I first met podencos when I travelled to Spain in 2007 with a French rescue association L'Europe des Levriers, and that's when I got involved in publicising what fabulous hounds they are and the terrible maltreatment they suffer at the hands of the Spanish hunters, both on mainland Spain and the Canary and Balearic Islands. Here Bev Farmer writes about the podenca which changed her life.
'This photo is of Tilly back in 2003 when we first adopted her from a local rescue here in Spain, what was a podenco? I had no clue but I leaned very quickly and to say she tested me is an understatement. I considered myself an experienced dog owner, having dogs my whole life and Dobermans for over 20 years but everything I knew about dogs I threw in the bin and started from scratch with her.
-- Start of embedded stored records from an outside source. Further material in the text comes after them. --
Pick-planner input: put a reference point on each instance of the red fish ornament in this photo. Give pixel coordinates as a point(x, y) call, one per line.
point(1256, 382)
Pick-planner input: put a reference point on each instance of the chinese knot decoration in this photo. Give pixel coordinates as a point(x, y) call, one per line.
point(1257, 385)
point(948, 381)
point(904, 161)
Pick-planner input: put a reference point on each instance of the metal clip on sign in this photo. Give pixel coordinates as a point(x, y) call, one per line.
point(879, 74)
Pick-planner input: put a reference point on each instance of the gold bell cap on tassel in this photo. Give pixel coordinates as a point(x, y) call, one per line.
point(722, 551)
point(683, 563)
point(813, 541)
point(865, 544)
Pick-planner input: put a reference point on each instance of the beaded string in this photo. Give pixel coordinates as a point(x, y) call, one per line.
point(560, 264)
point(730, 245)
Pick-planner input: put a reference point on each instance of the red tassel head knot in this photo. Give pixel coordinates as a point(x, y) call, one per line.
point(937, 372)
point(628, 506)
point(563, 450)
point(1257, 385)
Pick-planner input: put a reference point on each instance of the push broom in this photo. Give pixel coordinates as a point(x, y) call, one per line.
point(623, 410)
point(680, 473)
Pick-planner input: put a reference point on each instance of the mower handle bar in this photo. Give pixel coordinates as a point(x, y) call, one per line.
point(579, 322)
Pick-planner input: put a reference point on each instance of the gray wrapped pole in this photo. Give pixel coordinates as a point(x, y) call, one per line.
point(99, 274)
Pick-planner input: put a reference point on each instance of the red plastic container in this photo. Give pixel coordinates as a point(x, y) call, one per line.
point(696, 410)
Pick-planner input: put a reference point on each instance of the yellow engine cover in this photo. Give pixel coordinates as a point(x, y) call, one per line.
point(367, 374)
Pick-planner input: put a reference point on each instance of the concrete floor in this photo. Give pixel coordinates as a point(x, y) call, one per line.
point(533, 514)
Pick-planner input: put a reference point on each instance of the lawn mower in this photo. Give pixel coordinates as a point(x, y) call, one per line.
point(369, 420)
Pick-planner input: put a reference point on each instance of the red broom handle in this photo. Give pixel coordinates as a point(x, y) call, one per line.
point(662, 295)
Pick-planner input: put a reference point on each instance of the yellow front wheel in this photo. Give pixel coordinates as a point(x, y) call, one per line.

Back then there was no social media, nothing really on the Internet about them. She was found in a dumpster under the rubbish with a broken leg. At the time I thought it was just a random act of cruelty and it wasn´t until a few years later that I discovered the plight of the Podencos. It's only in the last decade or so they are now been re-homed to families, before then they really were the "Los Grandes Olvidados" the great forgotten. I can not imagine how many 100´s of thousands have never been saved.
Tilly has been by my side (apart from her occasional escapes and walk abouts) for 16 years, she celebrated her 17th birthday back in April and she could be even older for she was an adult dog when we took her. Now she is almost all white, just her ears still are a light brown. She didn't age gracefully, her mind is still super sharp and she barks at me when she wants something, still the DIva. No longer able to chase the rabbits, she is a more sedate pace and I have to pick her up to go on the sofa or the bed.
So if you ever see a senior podenco for adoption don't discount them, they could bring many years of happiness into your life and of course theirs too.'
This is my little Podenca Andaluz now, aged about 16.